In Bralley, the district court entered its order dismissing plaintiff's action without prejudice on November 22, 1983, on grounds that plaintiff had failed to exhaust his administrative remedies. "An order dismissing a party's entire complaint without authorizing or specifying a definite time for leave to file an amended complaint is a final order for purposes of appeal." 102 N.M. at 718, 699 P.2d at 648. Petitioner in the instant case relies upon the following rationale:

On December 14, 1983, plaintiff filed a motion to set aside or reconsider the order of dismissal dated November 22, 1983. A motion to set aside or to amend a judgment, if timely filed, will extend the time within which to appeal. Civ. App.R. 3(d). (Citation omitted.) This rule, however, does not provide solace to plaintiff under the facts in the present case. The failure of the trial court to rule within thirty days of the filing of plaintiff's first motion to set aside or reconsider the order of dismissal, amounted to a denial of the motion by operation of law. Civ.App.R. 3(d). Thus, the thirty-day period for the filing of plaintiff's appeal began running thirty days after the filing of the motion and expired January 12, 1984.

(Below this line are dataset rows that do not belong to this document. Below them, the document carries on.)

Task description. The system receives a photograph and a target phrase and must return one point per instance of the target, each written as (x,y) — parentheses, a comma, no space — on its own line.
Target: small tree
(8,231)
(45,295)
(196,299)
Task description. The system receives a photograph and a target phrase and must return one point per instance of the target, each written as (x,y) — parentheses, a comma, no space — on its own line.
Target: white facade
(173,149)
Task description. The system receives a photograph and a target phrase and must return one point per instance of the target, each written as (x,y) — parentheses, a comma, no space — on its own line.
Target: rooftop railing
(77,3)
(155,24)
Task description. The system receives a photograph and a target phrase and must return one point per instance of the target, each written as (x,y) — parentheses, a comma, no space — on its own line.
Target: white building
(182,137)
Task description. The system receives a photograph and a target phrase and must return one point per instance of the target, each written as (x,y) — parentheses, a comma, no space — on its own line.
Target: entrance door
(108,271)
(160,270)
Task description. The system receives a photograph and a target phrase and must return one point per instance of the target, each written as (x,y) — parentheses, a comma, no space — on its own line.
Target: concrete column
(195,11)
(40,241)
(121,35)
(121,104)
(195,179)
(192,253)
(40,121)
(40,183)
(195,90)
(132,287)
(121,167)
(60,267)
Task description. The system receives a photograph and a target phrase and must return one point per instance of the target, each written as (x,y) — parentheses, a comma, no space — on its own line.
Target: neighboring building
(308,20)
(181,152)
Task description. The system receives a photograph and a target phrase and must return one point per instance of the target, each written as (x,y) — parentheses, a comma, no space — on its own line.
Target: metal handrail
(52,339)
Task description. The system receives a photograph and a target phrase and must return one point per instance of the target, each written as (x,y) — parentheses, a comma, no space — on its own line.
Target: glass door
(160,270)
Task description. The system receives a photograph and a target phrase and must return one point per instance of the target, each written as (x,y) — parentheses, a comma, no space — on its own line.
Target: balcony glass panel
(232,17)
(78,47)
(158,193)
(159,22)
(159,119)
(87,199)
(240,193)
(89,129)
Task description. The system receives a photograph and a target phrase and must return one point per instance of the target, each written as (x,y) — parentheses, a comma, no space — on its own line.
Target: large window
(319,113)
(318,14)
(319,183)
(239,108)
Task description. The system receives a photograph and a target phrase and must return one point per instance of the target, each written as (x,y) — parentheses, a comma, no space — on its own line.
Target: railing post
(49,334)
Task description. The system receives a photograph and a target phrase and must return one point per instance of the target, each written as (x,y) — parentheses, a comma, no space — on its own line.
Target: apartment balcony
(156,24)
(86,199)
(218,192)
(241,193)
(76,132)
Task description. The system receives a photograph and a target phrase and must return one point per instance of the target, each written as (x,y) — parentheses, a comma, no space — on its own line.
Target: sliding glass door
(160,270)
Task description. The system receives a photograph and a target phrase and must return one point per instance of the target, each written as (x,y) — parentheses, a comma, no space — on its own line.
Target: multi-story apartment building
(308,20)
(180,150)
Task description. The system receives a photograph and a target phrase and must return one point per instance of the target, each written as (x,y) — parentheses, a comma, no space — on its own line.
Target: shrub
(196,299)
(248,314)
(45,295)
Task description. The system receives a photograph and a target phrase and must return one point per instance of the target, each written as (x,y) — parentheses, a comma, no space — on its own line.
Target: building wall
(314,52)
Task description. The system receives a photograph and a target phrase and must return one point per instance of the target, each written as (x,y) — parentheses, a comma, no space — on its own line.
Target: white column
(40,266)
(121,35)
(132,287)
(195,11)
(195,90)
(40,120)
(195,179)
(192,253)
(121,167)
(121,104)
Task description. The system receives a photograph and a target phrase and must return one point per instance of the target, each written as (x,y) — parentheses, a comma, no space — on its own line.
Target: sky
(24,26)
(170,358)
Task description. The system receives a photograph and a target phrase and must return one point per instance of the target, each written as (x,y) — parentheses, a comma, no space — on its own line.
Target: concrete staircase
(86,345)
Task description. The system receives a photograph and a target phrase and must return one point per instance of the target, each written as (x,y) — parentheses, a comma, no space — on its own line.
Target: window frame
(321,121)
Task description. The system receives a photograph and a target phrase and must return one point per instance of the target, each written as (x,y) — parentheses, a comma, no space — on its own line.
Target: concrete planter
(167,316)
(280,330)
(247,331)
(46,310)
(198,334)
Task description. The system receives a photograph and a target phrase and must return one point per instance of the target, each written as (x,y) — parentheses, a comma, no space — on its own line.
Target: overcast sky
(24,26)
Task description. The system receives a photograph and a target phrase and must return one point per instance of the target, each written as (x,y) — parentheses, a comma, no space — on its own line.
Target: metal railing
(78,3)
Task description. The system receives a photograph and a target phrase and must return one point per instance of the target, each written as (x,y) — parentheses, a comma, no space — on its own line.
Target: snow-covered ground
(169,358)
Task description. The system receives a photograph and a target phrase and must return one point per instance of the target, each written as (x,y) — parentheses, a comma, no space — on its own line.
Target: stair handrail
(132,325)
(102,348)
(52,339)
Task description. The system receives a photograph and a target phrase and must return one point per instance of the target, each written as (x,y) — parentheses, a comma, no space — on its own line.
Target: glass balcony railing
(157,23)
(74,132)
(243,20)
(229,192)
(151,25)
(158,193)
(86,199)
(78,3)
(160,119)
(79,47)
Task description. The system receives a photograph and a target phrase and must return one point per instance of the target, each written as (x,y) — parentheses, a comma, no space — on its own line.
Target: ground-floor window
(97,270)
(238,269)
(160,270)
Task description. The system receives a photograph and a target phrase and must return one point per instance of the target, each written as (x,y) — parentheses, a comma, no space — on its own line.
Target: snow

Id. at 719, 699 P.2d at 649. (The appellate rules effective January 1, 1987, provide that the notice of appeal is to be filed within thirty days after the filing of the order appealed from regardless of any motion attacking the order, unless, upon a showing of good cause, the court extends the time not to exceed an additional thirty days. SCRA 1986, 12-201.)

The dismissal order in Watkins was a dismissal without prejudice and stated, "[a]t the election of the Plaintiff, she shall have 20 days from the date of this order to file an Amended Complaint in this cause." 88 N.M. at 278, 540 P.2d at 208. It was held by this Court that the dismissal without prejudice became final and appealable only when no amended pleadings were filed within the 20 days specified.

The dismissal orders in Bralley and Watkins are distinguishable from the dismissal *1049 order in the instant case. In Bralley the order stated no condition. In Watkins, the dismissal order set a condition, a definite time within which the plaintiff failed to act to amend his complaint.

Because, in the instant case, plaintiff satisfied the condition by requesting reinstatement, the dismissal never became a final order.

SOSA, Senior Justice, and STOWERS and WALTERS, JJ., concur.

SCARBOROUGH, C.J. not participating.